The Lagos State Government has ordered the closure of public and private schools in the state indefinitely.
This was announced in a press statement by the state’s Head of Public Affairs, Ministry of Education, Kayode Abayomi, on Monday.
Abayomi quoted the Commissioner for Education, Mrs Folasade Adefisayo, as saying that the schools were shut down over “tension generated by the anti-SARS protests.”
Academic activities were affected in some schools in the state on Monday as protests against police brutality and bad governance continue.
The statement read in part, “The Lagos State Government has directed all pupils/students in public and private schools to stay at home following the tension generated by the anti-SARS protests.
“A new date of resumption for all classes will be announced as soon as possible.”
Adefisay added that “the safety of the pupils/students, parents and all staff working in schools is paramount at this critical period”.
She however advised parents to “keep an eye on their wards and not allow them to be used as willing tools in the hands of those who might want to hijack the protests to unleash mayhem on the society”.
The Commissioner also encouraged schools to “utilise other means of distance teaching and learning i.e radio, television and online media as they have been doing during and post the recent COVID-19 lockdown”.

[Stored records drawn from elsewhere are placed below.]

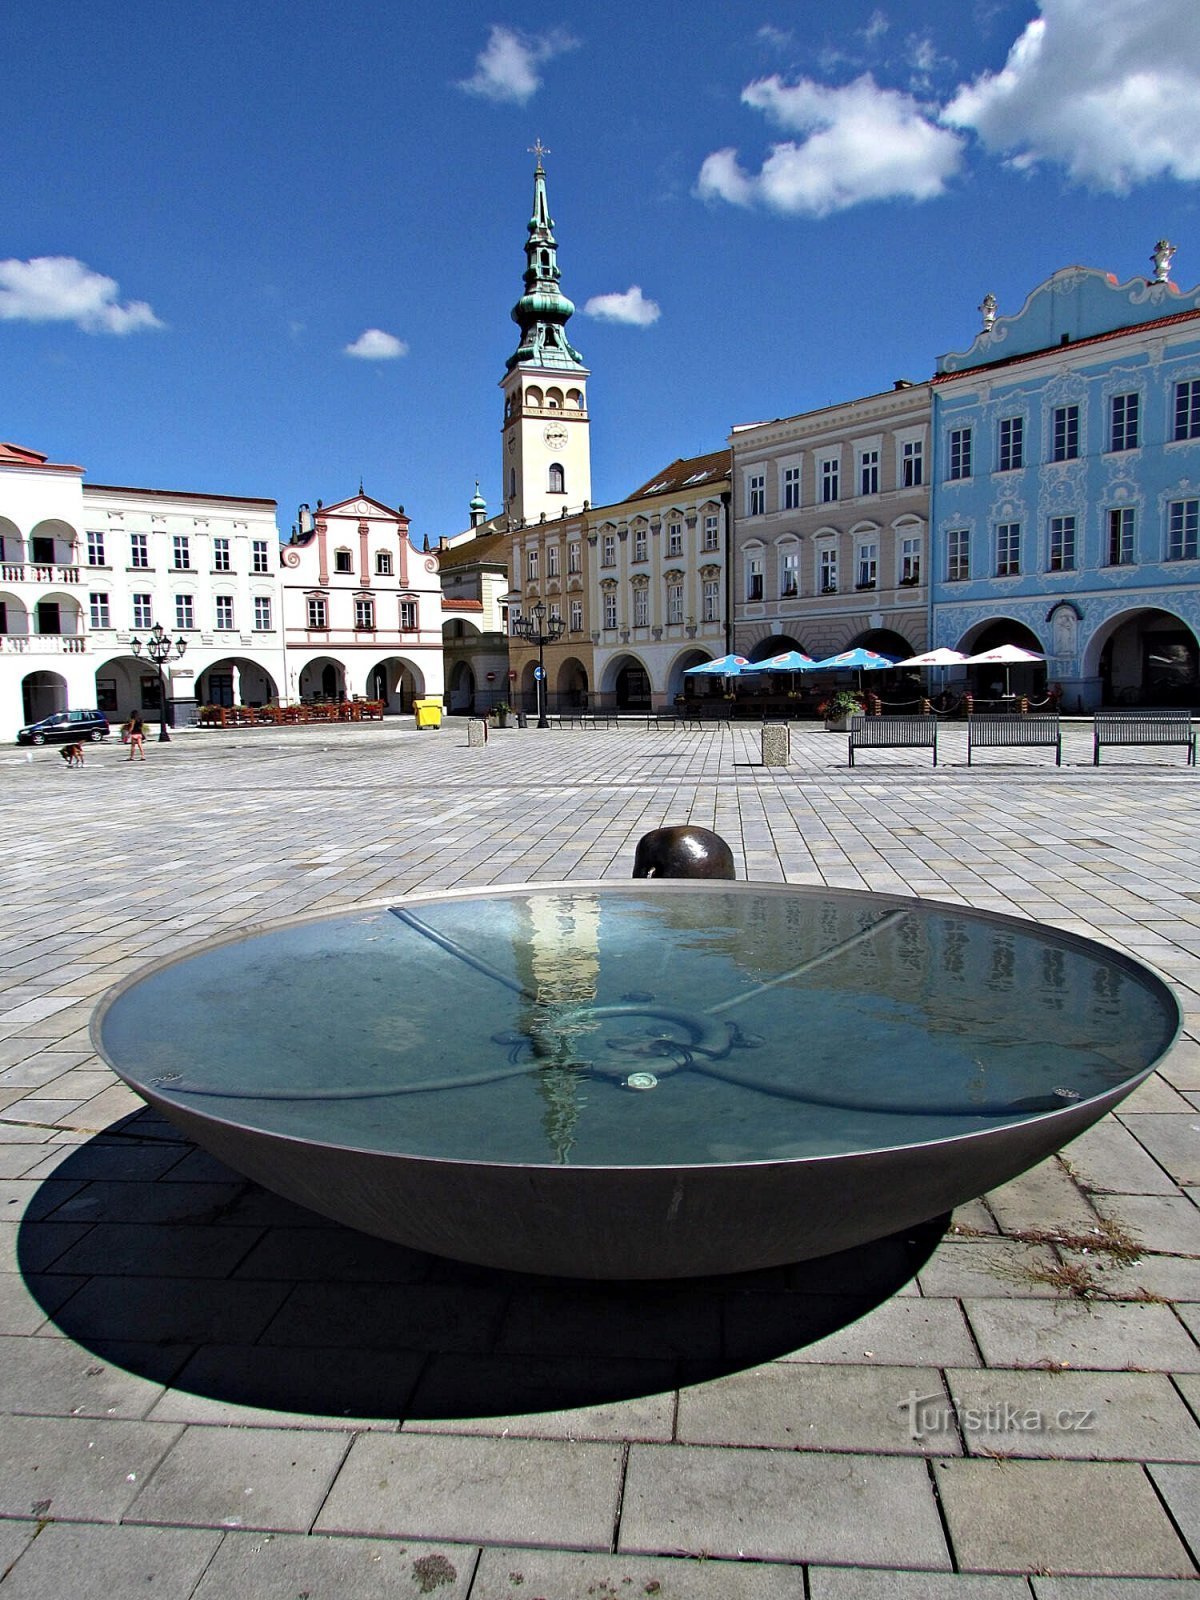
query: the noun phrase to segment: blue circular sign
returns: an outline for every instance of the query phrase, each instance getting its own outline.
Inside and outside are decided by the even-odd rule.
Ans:
[[[542,681],[542,679],[546,676],[545,667],[534,667],[533,675],[537,679],[537,681],[540,683]]]

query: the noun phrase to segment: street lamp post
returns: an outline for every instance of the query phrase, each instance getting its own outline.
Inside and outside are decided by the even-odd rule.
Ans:
[[[537,645],[538,652],[538,719],[539,728],[550,726],[546,717],[546,646],[554,644],[561,639],[566,631],[566,623],[561,617],[548,616],[546,603],[539,600],[527,617],[518,617],[513,623],[513,632],[520,639],[525,639],[529,644]]]
[[[142,657],[142,651],[145,650],[147,657],[153,661],[158,671],[158,742],[159,744],[169,744],[171,735],[167,732],[167,680],[163,673],[163,667],[168,661],[183,660],[183,652],[187,649],[187,640],[180,638],[172,642],[163,631],[162,623],[156,622],[150,629],[150,637],[145,644],[140,639],[131,639],[129,648],[139,661]],[[171,654],[172,650],[175,652],[173,656]]]

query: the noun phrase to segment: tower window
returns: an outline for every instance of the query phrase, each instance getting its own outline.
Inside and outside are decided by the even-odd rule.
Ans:
[[[562,469],[561,462],[552,461],[550,463],[550,493],[566,494],[566,492],[567,475]]]

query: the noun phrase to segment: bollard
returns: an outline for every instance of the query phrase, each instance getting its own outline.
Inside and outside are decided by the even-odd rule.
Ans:
[[[762,764],[764,767],[786,767],[792,759],[792,735],[786,722],[764,722],[762,731]]]
[[[487,743],[487,723],[482,717],[467,718],[467,748],[473,750],[477,745]]]

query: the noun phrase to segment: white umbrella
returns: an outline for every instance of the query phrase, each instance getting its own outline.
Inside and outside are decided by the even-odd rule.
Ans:
[[[961,667],[966,660],[961,650],[949,650],[940,645],[936,650],[926,650],[922,655],[909,656],[907,661],[897,661],[898,667]]]
[[[1003,667],[1004,668],[1004,693],[1009,693],[1008,674],[1011,667],[1019,666],[1025,661],[1045,661],[1045,656],[1038,655],[1036,650],[1023,650],[1019,644],[998,644],[994,650],[981,650],[977,656],[967,656],[963,662],[966,667]]]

The Lagos State Government had approved that both public and private schools in the state can fully resume from Monday, October 19, 2020.
Schools in the state were previously closed to curb the spread of coronavirus in the state.

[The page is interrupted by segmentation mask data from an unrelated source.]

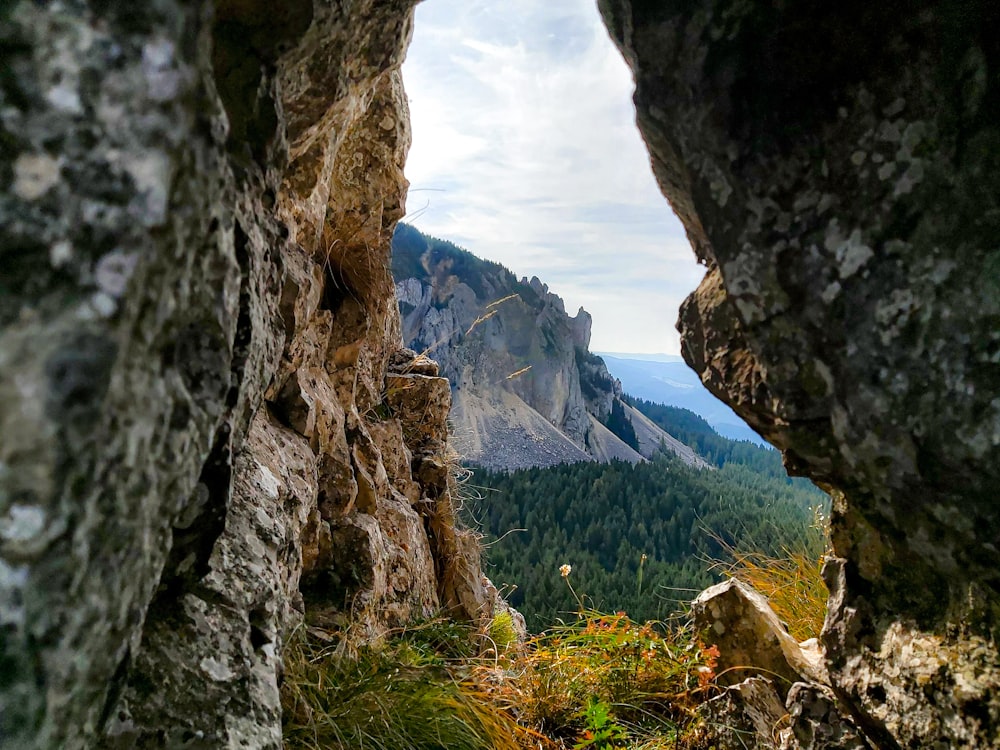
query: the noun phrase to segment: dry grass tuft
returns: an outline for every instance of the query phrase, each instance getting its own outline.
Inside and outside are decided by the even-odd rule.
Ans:
[[[451,624],[451,628],[455,626]],[[431,625],[356,659],[304,632],[289,644],[282,685],[284,745],[308,750],[522,750],[530,732],[498,707],[455,633]],[[444,633],[444,635],[442,635]],[[468,633],[464,634],[467,638]],[[443,641],[441,640],[443,638]]]
[[[781,556],[719,542],[730,558],[716,563],[723,573],[766,596],[796,640],[819,636],[830,595],[821,575],[829,552],[829,521],[819,508],[813,509],[809,537],[795,549],[783,549]]]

It was gathered that many students and teachers encountered difficulty in getting to schools in the state on Monday.
Some of the pupils and teachers trekked long distances to get to schools.
There was also violence in the Yaba area of the state when some hoodlums attacked operatives of the Police Rapid Response Squad.

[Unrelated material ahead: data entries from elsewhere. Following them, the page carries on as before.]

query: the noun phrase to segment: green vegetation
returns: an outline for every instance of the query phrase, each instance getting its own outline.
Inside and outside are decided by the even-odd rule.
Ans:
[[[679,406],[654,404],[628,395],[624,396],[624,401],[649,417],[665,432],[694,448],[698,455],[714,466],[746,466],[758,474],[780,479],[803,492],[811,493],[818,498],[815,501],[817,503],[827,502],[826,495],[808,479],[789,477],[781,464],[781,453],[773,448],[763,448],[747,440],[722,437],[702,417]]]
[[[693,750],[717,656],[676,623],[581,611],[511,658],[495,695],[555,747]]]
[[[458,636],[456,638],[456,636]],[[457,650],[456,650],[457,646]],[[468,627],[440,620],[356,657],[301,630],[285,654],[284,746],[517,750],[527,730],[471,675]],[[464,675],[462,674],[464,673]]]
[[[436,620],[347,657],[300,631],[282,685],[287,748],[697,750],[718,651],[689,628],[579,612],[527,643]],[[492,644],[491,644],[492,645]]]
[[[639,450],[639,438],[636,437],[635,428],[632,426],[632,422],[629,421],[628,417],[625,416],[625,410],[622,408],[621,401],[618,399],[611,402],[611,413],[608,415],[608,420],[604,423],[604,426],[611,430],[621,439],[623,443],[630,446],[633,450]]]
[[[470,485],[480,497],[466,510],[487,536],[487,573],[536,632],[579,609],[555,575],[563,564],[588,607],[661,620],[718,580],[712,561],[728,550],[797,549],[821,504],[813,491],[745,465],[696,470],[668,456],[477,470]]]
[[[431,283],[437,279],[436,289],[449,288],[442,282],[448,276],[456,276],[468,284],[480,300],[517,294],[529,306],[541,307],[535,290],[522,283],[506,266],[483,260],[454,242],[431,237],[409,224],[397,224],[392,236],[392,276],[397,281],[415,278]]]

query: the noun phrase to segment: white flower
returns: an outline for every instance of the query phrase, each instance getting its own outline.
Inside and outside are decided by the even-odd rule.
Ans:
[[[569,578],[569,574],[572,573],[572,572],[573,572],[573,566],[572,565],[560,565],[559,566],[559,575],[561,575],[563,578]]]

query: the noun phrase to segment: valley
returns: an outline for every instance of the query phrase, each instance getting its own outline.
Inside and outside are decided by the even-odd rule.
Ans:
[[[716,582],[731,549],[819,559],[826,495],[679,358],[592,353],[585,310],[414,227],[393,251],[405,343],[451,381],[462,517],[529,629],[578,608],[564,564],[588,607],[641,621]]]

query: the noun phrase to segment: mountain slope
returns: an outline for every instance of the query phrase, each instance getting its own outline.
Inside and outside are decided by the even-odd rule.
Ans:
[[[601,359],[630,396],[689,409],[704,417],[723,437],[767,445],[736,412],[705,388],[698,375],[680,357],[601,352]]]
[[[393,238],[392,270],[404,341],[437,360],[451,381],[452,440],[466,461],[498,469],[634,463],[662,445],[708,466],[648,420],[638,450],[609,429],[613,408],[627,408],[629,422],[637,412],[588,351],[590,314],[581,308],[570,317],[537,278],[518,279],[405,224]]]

This is as #EndSARS protesters mounted roadblocks in strategic locations in the state in a bid to express their displeasure.
The protesters also grounded activities at Lagos airport.
Several blockades were mounted at different locations from the local airport down to the Murtala Muhammed International Airport, forcing several passengers to opt for alternative means of transportation.
Singing solidarity songs with placards, the protesters marched towards the entrance of the MMIA where they expressed their grievances.
A worker with the Federal Airports Authority of Nigeria told Punch that the protesters did not break into the airport.
“They came but they didn’t block anybody. They just came to register their presence at the end of the day and the airforce officer escorted them to the tollgate,” the worker said.
“Right now, they have gone back to the tollgate but they didn’t disturb any passenger from accessing the terminal.
The problem with the terminal is that all the access points have been blocked. Passengers are finding it hard to get to the terminal. Cars are not picking passengers at the terminal.
“Passengers are trekking to the terminal but operations are still ongoing. I am supposed to drive home but I also have to trek.”
A passenger, Okonofua Akhankoa, said, “They came around twice and they just spoke to us. They aired their views. We had to come early to avoid the protests. My flight is by 10pm. I have been here since 7am.”